A large US study using causal modeling shows that lowering social isolation, not just addressing loneliness, could play a key role in preserving cognitive health as people age.

Study: Disentangling social isolation, loneliness, and later-life cognitive function for older adults in the United States: Evidence from causal inference modeling. Image Credit: Troyan / Shutterstock
In a recent study published in The Journals of Gerontology: Series B, researchers investigated the effects of loneliness and social isolation on cognitive function in later life.
Research on loneliness and social isolation has substantially increased in recent years, especially among older adults and adolescents. About one-fourth of older adults in the United States (US) were socially isolated even before the coronavirus disease 2019 (COVID-19) pandemic, raising concerns about the impacts of isolation. Moreover, loneliness is recognized as a major public health concern in several countries.
Population aging has triggered interest in pathological cognitive decline as a possible consequence of loneliness and social isolation. Evidence suggests that greater loneliness and social isolation are associated with poorer cognitive function. However, the interdependent nature of loneliness, cognitive function, and social isolation presents a significant challenge, as it can lead to a dynamic relationship that unfolds across the later-life age trajectory.
Study Data and Population Design
In the present study, researchers explored the effects of loneliness and social isolation on later-life cognitive function. They relied on the Health and Retirement Study (HRS), an ongoing, nationally representative, longitudinal, biennial survey of US residents aged 50 and older and their spouses. The team used data from all survey waves but focused on waves between 2004 and 2018 in which social isolation, loneliness, and cognitive measures were consistently assessed.
Respondents who participated in two consecutive waves were included, while those who required a proxy respondent were excluded. The study’s outcome was cognitive function. From the HRS telephone interview for cognitive status, a subset of questions reflecting neurophysiological health was extracted.
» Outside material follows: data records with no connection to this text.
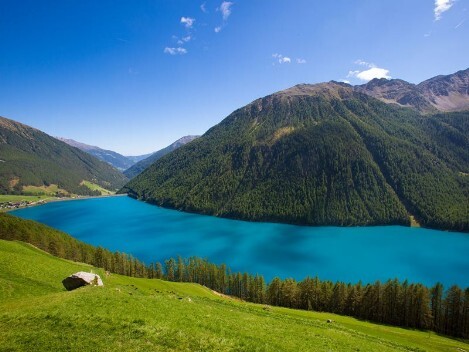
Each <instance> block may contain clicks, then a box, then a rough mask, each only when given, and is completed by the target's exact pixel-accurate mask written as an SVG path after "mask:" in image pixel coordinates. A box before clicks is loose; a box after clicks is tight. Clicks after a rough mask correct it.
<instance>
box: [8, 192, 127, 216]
mask: <svg viewBox="0 0 469 352" xmlns="http://www.w3.org/2000/svg"><path fill="white" fill-rule="evenodd" d="M126 196H127V194H107V195H101V196H77V197H75V198H71V197H63V198H57V197H51V198H45V199H41V200H39V201H37V202H35V203H30V204H26V205H23V206H19V207H16V208H10V209H2V210H1V211H2V212H5V213H10V212H13V211H15V210H19V209H25V208H33V207H39V206H41V205H46V204H48V203H55V202H68V201H75V200H87V199H97V198H112V197H126Z"/></svg>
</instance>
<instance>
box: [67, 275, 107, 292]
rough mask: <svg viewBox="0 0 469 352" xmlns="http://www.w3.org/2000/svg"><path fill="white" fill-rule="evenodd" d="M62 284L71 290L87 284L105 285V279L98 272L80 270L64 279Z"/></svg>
mask: <svg viewBox="0 0 469 352" xmlns="http://www.w3.org/2000/svg"><path fill="white" fill-rule="evenodd" d="M62 284H63V285H64V287H65V288H66V289H67V290H68V291H71V290H75V289H77V288H79V287H82V286H86V285H93V286H103V281H102V280H101V278H100V277H99V275H97V274H93V273H87V272H85V271H80V272H78V273H75V274H72V275H70V276H69V277H67V278H65V279H64V280H62Z"/></svg>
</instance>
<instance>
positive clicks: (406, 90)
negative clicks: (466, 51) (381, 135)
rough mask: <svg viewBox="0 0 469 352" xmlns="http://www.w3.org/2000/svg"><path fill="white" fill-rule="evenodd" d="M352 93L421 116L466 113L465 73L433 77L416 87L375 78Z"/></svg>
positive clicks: (387, 80)
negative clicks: (365, 97)
mask: <svg viewBox="0 0 469 352" xmlns="http://www.w3.org/2000/svg"><path fill="white" fill-rule="evenodd" d="M354 89H355V90H356V91H357V92H361V93H365V94H367V95H370V96H372V97H375V98H377V99H379V100H381V101H383V102H385V103H394V104H397V105H399V106H403V107H411V108H414V109H416V110H418V111H420V112H423V113H435V112H437V111H445V112H450V111H463V110H469V99H468V94H469V69H466V70H462V71H458V72H456V73H454V74H451V75H446V76H443V75H440V76H436V77H433V78H430V79H428V80H426V81H423V82H422V83H419V84H412V83H408V82H406V81H403V80H400V79H390V80H388V79H385V78H381V79H377V78H375V79H373V80H371V81H370V82H368V83H366V84H363V85H359V86H355V87H354Z"/></svg>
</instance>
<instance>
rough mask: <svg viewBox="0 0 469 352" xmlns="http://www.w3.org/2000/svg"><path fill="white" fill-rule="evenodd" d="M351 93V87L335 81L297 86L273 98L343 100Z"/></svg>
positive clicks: (344, 83) (293, 87) (294, 86)
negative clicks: (292, 96) (297, 97)
mask: <svg viewBox="0 0 469 352" xmlns="http://www.w3.org/2000/svg"><path fill="white" fill-rule="evenodd" d="M352 93H353V88H352V86H351V85H349V84H346V83H341V82H336V81H330V82H324V83H316V84H305V83H302V84H297V85H296V86H293V87H291V88H288V89H285V90H282V91H280V92H277V93H274V94H273V95H274V96H280V97H287V96H288V97H292V96H320V97H323V98H326V99H343V98H346V97H348V96H350V95H351V94H352Z"/></svg>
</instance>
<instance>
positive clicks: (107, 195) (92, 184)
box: [81, 181, 116, 196]
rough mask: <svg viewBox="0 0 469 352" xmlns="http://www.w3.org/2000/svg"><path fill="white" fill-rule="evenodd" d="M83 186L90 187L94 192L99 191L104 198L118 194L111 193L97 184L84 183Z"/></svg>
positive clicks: (88, 181) (89, 187) (90, 182)
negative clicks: (111, 194)
mask: <svg viewBox="0 0 469 352" xmlns="http://www.w3.org/2000/svg"><path fill="white" fill-rule="evenodd" d="M81 185H84V186H86V187H88V188H89V189H91V190H92V191H99V192H101V195H103V196H109V195H111V194H115V193H116V192H111V191H109V190H107V189H105V188H103V187H101V186H100V185H97V184H96V183H92V182H90V181H82V182H81Z"/></svg>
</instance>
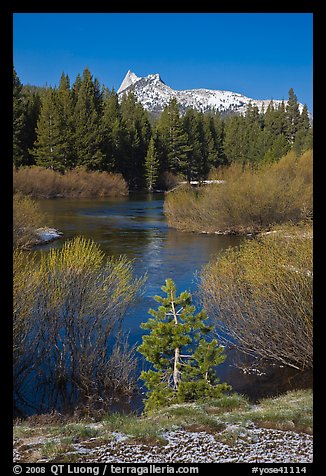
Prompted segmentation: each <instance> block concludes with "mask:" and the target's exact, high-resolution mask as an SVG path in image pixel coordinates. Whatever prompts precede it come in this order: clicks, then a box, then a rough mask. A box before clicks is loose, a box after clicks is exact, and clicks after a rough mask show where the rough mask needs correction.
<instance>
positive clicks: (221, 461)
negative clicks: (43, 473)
mask: <svg viewBox="0 0 326 476" xmlns="http://www.w3.org/2000/svg"><path fill="white" fill-rule="evenodd" d="M162 437H163V438H164V439H165V440H166V441H167V444H165V445H158V444H157V445H148V444H130V441H131V440H130V439H129V440H127V441H126V440H122V439H121V437H119V438H117V439H116V440H114V441H112V442H110V443H108V444H106V445H104V446H101V447H97V448H92V449H91V450H90V451H89V453H88V456H86V457H85V456H83V457H82V458H80V460H79V462H83V463H84V462H94V461H96V462H98V463H106V462H114V463H170V462H171V463H236V462H239V463H256V462H261V463H310V462H312V457H313V438H312V436H310V435H307V434H303V433H301V434H299V433H295V432H291V431H280V430H271V429H262V428H254V429H250V430H245V431H243V430H242V431H240V432H239V433H238V434H236V432H235V437H234V441H232V443H231V444H230V443H229V444H227V443H225V442H222V441H219V438H221V435H220V434H216V435H213V434H209V433H206V432H189V431H182V430H179V431H173V432H167V433H164V434H162Z"/></svg>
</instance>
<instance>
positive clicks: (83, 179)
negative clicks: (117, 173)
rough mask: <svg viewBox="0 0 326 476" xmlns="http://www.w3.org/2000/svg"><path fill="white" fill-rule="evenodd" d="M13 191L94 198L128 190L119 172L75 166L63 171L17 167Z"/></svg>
mask: <svg viewBox="0 0 326 476" xmlns="http://www.w3.org/2000/svg"><path fill="white" fill-rule="evenodd" d="M13 184H14V192H19V193H21V194H23V195H28V196H31V197H33V198H96V197H112V196H120V195H127V194H128V187H127V184H126V182H125V180H124V179H123V177H122V175H120V174H113V173H108V172H94V171H86V170H85V169H82V168H78V169H74V170H69V171H67V172H66V173H65V174H64V175H62V174H60V173H59V172H55V171H54V170H49V169H45V168H43V167H21V168H19V169H14V172H13Z"/></svg>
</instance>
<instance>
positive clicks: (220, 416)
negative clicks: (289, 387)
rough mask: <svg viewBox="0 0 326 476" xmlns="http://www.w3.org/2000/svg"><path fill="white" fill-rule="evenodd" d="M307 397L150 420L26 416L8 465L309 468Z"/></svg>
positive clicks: (261, 401) (221, 400) (307, 401)
mask: <svg viewBox="0 0 326 476" xmlns="http://www.w3.org/2000/svg"><path fill="white" fill-rule="evenodd" d="M312 445H313V437H312V391H311V390H300V391H292V392H288V393H286V394H284V395H281V396H279V397H277V398H272V399H265V400H262V401H261V402H260V403H259V404H257V405H253V404H249V403H248V401H247V400H246V399H245V398H244V397H242V396H240V395H236V394H234V395H230V396H228V397H222V398H221V399H216V400H212V401H208V402H205V403H192V404H183V405H173V406H171V407H169V408H164V409H162V410H161V411H157V412H156V413H153V414H150V415H147V416H144V415H143V416H140V417H137V416H135V415H123V414H111V415H106V416H105V417H102V418H101V419H98V420H97V419H94V418H93V419H91V418H88V419H87V418H85V419H84V420H82V421H80V420H73V419H70V420H66V421H64V418H63V417H62V416H60V415H59V414H51V415H43V416H33V417H30V418H29V419H27V420H25V421H22V422H16V424H15V425H14V461H15V462H20V463H27V462H28V463H40V462H66V463H73V462H79V463H86V462H116V463H118V462H120V463H122V462H124V463H138V462H140V463H144V462H146V463H158V462H161V463H168V462H173V463H178V462H180V463H200V462H216V463H218V462H221V463H222V462H239V463H241V462H260V463H267V462H268V463H276V462H281V463H286V462H291V463H299V462H304V463H308V462H311V461H312Z"/></svg>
These included immediate and delayed word recall, counting backward from 20, and serial 7s, counting backward from 100 by sevens.
Measuring Social Isolation and Loneliness
The primary exposure was the social isolation index, constructed as an eight-item score that captures partnership status, social helping and caregiving ties, communication and functional barriers such as email use, mobility limitations, and hearing impairment, and participation in religious and volunteer activities, rather than solely sociability or organizational membership.
Loneliness was assessed using a single binary item from the Center for Epidemiological Studies Depression (CES-D) scale asking whether respondents felt lonely in the past week. A counterfactual framework based on the g-formula was used to simulate the effect of decreasing social isolation on cognitive function averaged across later adulthood, relative to the natural course. A mediation analysis evaluated the extent to which the association between social isolation and cognitive function was mediated by loneliness. The effect of a targeted simulated intervention among individuals living alone was also estimated.
Sample Characteristics and Social Patterns
The analytical sample included 30,421 respondents with 137,653 observations. The correlation between loneliness and social isolation was modest. Among respondents who reported being lonely, only 55% were more isolated, while 26% reported no loneliness despite being more isolated. Differences in social isolation were observed across sociodemographic factors, with older, Black, and Latinx individuals reporting greater social isolation.
Individuals with lower childhood socioeconomic status, lower education, and those in the lowest wealth quintile were also more isolated. In contrast, people who worked, lived with others, had fewer comorbidities, or were not depressed were less isolated.
Effects of Isolation Reduction on Cognition
The simulated intervention was associated with a 0.19-point increase in cognitive function on a 0 to 27 cognitive scale, based on the confidence intervals reported in the original analysis. This finding indicates that reducing social isolation was protective against cognitive decline, despite the modest absolute magnitude relative to typical age-related decline.
Mediation analysis showed that loneliness accounted for 6% of the effect of social isolation on cognitive function. The intervention targeting only individuals living alone accounted for approximately half of the effect observed when reducing social isolation across the entire population.
Interpretation and Policy Implications
The findings reveal a protective effect of reduced social isolation on later-life cognitive decline, which was generally similar across males and females, across Black, White, and Latinx individuals, and across levels of educational attainment. The authors note that this effect may be particularly insulative for structurally disadvantaged groups, given lower baseline cognitive scores and greater exposure to social risk factors. Loneliness mediated only a small proportion of the total effect.
Because social isolation has an independent effect on cognitive decline, focusing solely on loneliness management is unlikely to be sufficient. Instead, loneliness and social isolation should be treated as distinct targets for intervention. Policy-relevant interventions that address structural and functional drivers of isolation, particularly those tailored to living conditions such as living alone, may yield meaningful benefits.